Allemagne: Deuxième Guerre mondiale, Mur de Berlin, gens cultivés. Pologne: conservatisme religieux, Auschwitz, austérité. Autriche : belle architecture, musique classique, tourisme quétaine lié à The sound of Music. République tchèque, Slovaquie, Hongrie, Roumanie, Bulgarie, Serbie & Monténégro, Bosnie & Herzégovine, Croatie et Slovénie: euh... des gens plutôt froids, une architecture communiste triste. Suisse: des montagnes, des gens ouverts d'esprits, du fromage. Belgique: Magritte, Hergé, des frites, de la bière et du chocolat.

Inde: Gandhi, la spritualité hindoue, de la pauvreté extrême. Thaïlande, Laos, Vietnam, Cambodge: ben... je ne sais pas trop... des gens polis? Chine: des villes surpeuplées, des contacts interpersonnels distants, la Grande Muraille. Mongolie: l'absence de modernité, de la bouffe pas mangeable, des chevaux sauvages.

Russie: le froid sibérien, Lénine et Staline, un contrôle gouvernemental omniprésent. Estonie, Lettonie, Lituanie: ouin... non, je sais pas vraiment. Finlande, Norvège, Suède, Danemark: l'écologie, le sport en pleine nature et le progressisme social. Pays-Bas: de superbes musées d'art, des moulins à vent, des coffee-shop emplis de jeunes touristes gelés...
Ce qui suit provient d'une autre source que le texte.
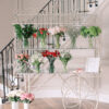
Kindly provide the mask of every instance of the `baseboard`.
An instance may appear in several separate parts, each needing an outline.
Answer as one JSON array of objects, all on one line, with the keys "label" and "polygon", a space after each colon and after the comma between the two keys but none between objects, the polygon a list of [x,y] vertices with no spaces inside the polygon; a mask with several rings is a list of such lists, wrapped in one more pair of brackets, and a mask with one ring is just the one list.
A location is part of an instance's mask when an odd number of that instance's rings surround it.
[{"label": "baseboard", "polygon": [[[50,90],[50,89],[48,89],[48,90],[47,89],[37,90],[34,94],[35,94],[36,98],[60,98],[60,97],[62,97],[61,90],[59,90],[59,89],[55,89],[55,90]],[[95,100],[95,99],[90,98],[90,100]],[[99,94],[99,101],[109,104],[109,95]]]}]

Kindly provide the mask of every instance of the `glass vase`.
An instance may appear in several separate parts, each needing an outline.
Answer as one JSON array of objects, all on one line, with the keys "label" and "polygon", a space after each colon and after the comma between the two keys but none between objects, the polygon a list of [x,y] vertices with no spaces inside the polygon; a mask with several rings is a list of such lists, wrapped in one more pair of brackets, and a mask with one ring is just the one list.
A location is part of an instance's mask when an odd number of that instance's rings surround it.
[{"label": "glass vase", "polygon": [[24,109],[29,109],[29,104],[24,102]]},{"label": "glass vase", "polygon": [[47,57],[49,60],[49,73],[53,73],[55,72],[55,57]]},{"label": "glass vase", "polygon": [[19,102],[12,101],[11,109],[19,109]]},{"label": "glass vase", "polygon": [[27,38],[23,38],[23,47],[28,47],[28,39]]}]

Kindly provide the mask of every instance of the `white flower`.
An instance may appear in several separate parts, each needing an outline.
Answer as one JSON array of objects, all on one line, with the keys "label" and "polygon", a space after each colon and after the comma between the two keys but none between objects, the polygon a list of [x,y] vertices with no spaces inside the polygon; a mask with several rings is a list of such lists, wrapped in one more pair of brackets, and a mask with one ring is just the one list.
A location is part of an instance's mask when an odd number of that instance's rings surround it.
[{"label": "white flower", "polygon": [[33,55],[31,57],[31,63],[34,63],[36,60],[38,60],[40,62],[40,61],[43,61],[43,57],[39,53]]},{"label": "white flower", "polygon": [[55,29],[55,27],[52,27],[52,28],[48,28],[48,32],[49,32],[51,35],[55,35],[55,34],[56,34],[56,29]]},{"label": "white flower", "polygon": [[55,27],[55,33],[56,33],[56,34],[60,33],[60,27],[59,27],[59,26],[56,26],[56,27]]},{"label": "white flower", "polygon": [[24,93],[24,92],[21,90],[21,89],[11,90],[11,92],[8,94],[8,97],[14,97],[14,96],[20,97],[23,93]]},{"label": "white flower", "polygon": [[65,32],[65,28],[64,27],[59,27],[59,26],[56,26],[56,27],[50,27],[48,28],[48,32],[51,34],[51,35],[56,35],[58,33],[61,33],[61,32]]}]

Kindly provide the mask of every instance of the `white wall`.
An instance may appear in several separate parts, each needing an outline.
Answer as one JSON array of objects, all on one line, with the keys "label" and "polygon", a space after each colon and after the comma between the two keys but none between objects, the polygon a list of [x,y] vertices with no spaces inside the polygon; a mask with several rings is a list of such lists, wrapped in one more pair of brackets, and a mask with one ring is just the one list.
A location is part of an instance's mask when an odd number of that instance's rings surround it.
[{"label": "white wall", "polygon": [[[23,0],[22,0],[23,1]],[[20,2],[22,2],[20,0]],[[24,0],[24,10],[22,10],[24,13],[36,13],[36,10],[38,11],[41,9],[41,7],[47,2],[48,0]],[[12,25],[13,23],[12,17],[13,17],[13,4],[14,2],[12,0],[1,0],[0,1],[0,49],[9,43],[9,40],[13,37],[13,32],[12,32]],[[108,0],[101,7],[101,9],[98,11],[97,14],[97,24],[102,28],[102,34],[101,34],[101,56],[102,56],[102,72],[101,72],[101,78],[100,78],[100,93],[105,95],[106,99],[109,98],[109,2]],[[15,7],[16,8],[16,7]],[[21,8],[22,9],[22,8]],[[20,10],[21,10],[20,9]],[[26,9],[26,10],[25,10]],[[35,10],[34,10],[35,9]],[[58,89],[61,88],[62,82],[60,81],[59,77],[53,77],[52,80],[49,78],[51,75],[44,75],[44,78],[48,78],[49,84],[44,84],[41,89],[46,90],[43,92],[40,90],[39,93],[36,93],[37,89],[35,89],[36,95],[39,96],[48,96],[48,95],[59,95],[60,93],[57,92]],[[44,80],[40,80],[44,82]],[[35,81],[36,82],[36,81]],[[39,85],[40,83],[38,83]],[[37,84],[36,84],[37,85]],[[48,93],[47,93],[48,90]],[[53,94],[49,94],[50,90]],[[56,90],[56,92],[55,92]]]},{"label": "white wall", "polygon": [[12,38],[13,0],[0,0],[0,50]]}]

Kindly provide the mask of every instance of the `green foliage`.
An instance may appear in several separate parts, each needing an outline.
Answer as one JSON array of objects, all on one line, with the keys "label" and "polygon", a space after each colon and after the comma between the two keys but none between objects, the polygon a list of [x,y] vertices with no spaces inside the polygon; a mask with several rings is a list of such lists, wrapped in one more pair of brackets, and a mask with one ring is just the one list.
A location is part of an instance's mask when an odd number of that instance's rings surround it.
[{"label": "green foliage", "polygon": [[88,37],[88,43],[90,47],[93,47],[92,38],[99,36],[100,33],[101,29],[98,26],[90,26],[88,28],[86,26],[81,27],[81,35],[85,38]]},{"label": "green foliage", "polygon": [[82,26],[81,27],[81,35],[83,37],[97,37],[99,34],[101,33],[101,29],[98,26],[90,26],[90,27],[86,27],[86,26]]},{"label": "green foliage", "polygon": [[36,28],[34,27],[33,24],[25,24],[23,25],[23,27],[20,24],[15,24],[15,32],[16,32],[16,36],[20,39],[23,38],[29,38],[34,33],[36,33]]},{"label": "green foliage", "polygon": [[17,101],[20,101],[20,97],[17,97],[17,96],[9,97],[9,101],[15,101],[15,102],[17,102]]},{"label": "green foliage", "polygon": [[69,52],[65,52],[64,56],[60,56],[60,60],[63,63],[64,70],[66,71],[66,64],[71,60],[72,56]]},{"label": "green foliage", "polygon": [[25,24],[23,27],[20,24],[15,24],[15,32],[19,39],[23,40],[24,47],[28,46],[28,38],[36,33],[36,28],[33,24]]},{"label": "green foliage", "polygon": [[25,99],[25,100],[21,100],[21,102],[31,104],[32,100]]},{"label": "green foliage", "polygon": [[87,27],[86,26],[81,27],[81,35],[84,36],[85,38],[87,37]]},{"label": "green foliage", "polygon": [[15,32],[19,39],[23,39],[23,31],[20,24],[15,24]]},{"label": "green foliage", "polygon": [[74,27],[69,27],[68,28],[68,34],[71,38],[71,43],[72,43],[72,47],[74,48],[75,47],[75,44],[76,44],[76,38],[78,37],[80,35],[80,29],[77,28],[74,28]]},{"label": "green foliage", "polygon": [[34,62],[33,62],[33,65],[35,66],[35,69],[36,69],[36,71],[39,73],[39,71],[40,71],[40,65],[43,64],[43,62],[39,62],[38,61],[38,59],[37,60],[35,60]]},{"label": "green foliage", "polygon": [[55,72],[55,64],[53,63],[55,63],[56,58],[52,56],[48,56],[47,58],[49,60],[49,72],[53,73]]}]

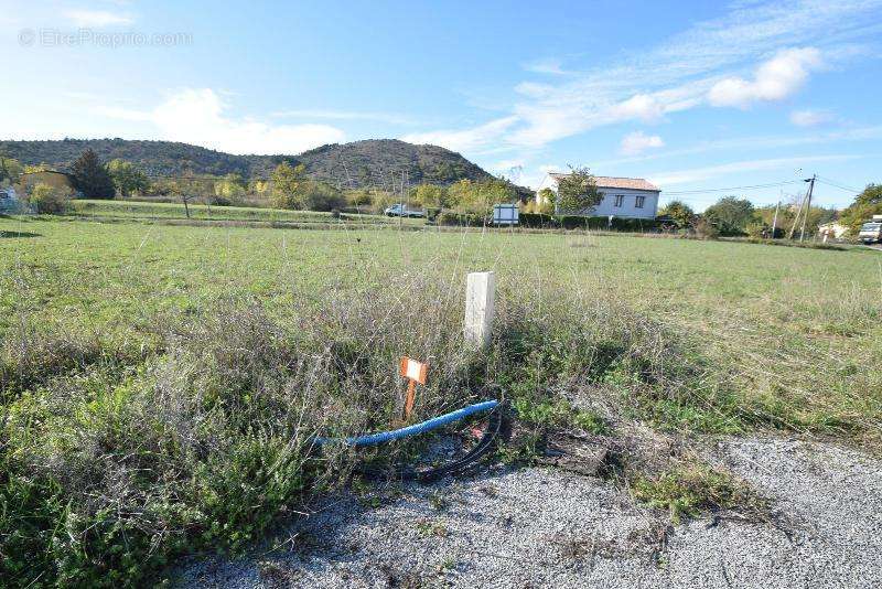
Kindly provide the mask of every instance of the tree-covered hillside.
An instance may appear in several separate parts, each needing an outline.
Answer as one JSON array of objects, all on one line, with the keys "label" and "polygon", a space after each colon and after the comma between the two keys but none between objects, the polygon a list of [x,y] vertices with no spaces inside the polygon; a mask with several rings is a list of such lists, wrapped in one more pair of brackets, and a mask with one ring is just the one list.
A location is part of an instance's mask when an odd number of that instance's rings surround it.
[{"label": "tree-covered hillside", "polygon": [[[423,182],[450,184],[458,180],[491,176],[459,153],[437,146],[415,146],[395,139],[323,146],[300,156],[234,156],[187,143],[127,139],[64,139],[0,141],[0,153],[23,164],[47,163],[69,170],[92,149],[101,161],[130,161],[148,175],[240,174],[269,178],[282,161],[303,163],[306,174],[340,188],[398,185],[405,173],[410,185]],[[394,184],[395,183],[395,184]]]}]

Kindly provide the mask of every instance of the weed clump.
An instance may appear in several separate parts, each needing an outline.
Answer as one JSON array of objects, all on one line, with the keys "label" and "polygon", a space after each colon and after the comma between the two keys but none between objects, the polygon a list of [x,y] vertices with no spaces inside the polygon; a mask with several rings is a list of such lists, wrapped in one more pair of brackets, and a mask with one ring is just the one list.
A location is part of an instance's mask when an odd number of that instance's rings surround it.
[{"label": "weed clump", "polygon": [[765,500],[730,473],[698,463],[675,465],[660,473],[639,474],[632,484],[634,499],[663,508],[675,524],[702,513],[734,510],[750,514],[767,511]]}]

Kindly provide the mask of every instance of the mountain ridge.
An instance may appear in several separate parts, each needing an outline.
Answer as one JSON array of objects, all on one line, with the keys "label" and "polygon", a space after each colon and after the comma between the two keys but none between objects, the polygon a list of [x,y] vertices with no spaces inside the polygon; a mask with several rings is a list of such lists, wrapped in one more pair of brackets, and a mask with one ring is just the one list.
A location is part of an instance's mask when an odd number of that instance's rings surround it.
[{"label": "mountain ridge", "polygon": [[86,150],[103,161],[120,158],[148,175],[224,175],[268,178],[280,162],[302,163],[306,174],[338,188],[395,188],[401,182],[450,184],[459,180],[487,180],[487,171],[462,154],[442,147],[413,144],[398,139],[365,139],[329,143],[300,154],[233,154],[191,143],[146,139],[0,140],[0,154],[23,164],[46,163],[66,171]]}]

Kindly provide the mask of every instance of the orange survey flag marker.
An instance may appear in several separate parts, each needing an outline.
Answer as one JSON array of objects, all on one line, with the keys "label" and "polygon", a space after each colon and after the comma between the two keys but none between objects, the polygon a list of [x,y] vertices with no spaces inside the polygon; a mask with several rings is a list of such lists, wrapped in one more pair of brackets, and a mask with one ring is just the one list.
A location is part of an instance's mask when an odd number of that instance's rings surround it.
[{"label": "orange survey flag marker", "polygon": [[407,399],[405,400],[405,421],[410,419],[410,413],[413,410],[413,399],[417,395],[417,383],[424,385],[426,375],[428,372],[428,364],[417,362],[416,360],[407,356],[401,357],[401,376],[408,379]]}]

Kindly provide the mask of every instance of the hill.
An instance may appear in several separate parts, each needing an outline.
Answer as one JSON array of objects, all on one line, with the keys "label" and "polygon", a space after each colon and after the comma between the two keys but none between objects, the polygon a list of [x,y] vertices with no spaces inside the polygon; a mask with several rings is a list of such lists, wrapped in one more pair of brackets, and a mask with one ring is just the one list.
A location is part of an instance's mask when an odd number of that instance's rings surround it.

Vous voyagez prochainement? Jouer le jeu. Ça permet de rire de soi. Et aide peut-être à gérer ses attentes, au moins en sachant qu'il y aura des coups durs portés à nos fantasmes.

Si nous avons tendance à oublier qu'il y a infiniment plus de choses dans le monde que ce à quoi nous nous attendons, la faute en revient peut-être aux oeuvres d'art. (...) Ce n'était pas que les tableaux eussent menti, il y avait bien quelque joviale bonhomie, quelques jolies cours de brique et quelques servantes versant du lait, mais ces joyaux étaient mêlés à une foule de choses ordinaires que ces artistes hollandais n'avaient jamais représentées et qui faisaient paraître l'expérience de voyager dans le pays étrangement diluée, comparée à un après-midi dans les salles hollandaises du Louvre, où l'essence de la beauté néérlandaise se trouvait recueillie dans quelques pièces.

dimanche 8 juillet 2007

Alain de Botton,
mon thérapeute

J'ai dit, à qui voulait bien l'entendre, que je profiterais de mon voyage pour m'attaquer à quelques unes de mes maladies mentales, et qu'il deviendrait, par le fait même, une thérapie... Je vous entends: il n'est pas sorti du bois. Souriez si vous voulez!

J'ai aussi décidé de prendre le temps de réfléchir. Je vous présente donc l'un de ceux qui soigneront et nourriront mon esprit. Il est philosophe et pas trop prétentieux! Un de ses écrits, L'art du voyage, me servira de guide avant et sans doute après mon départ.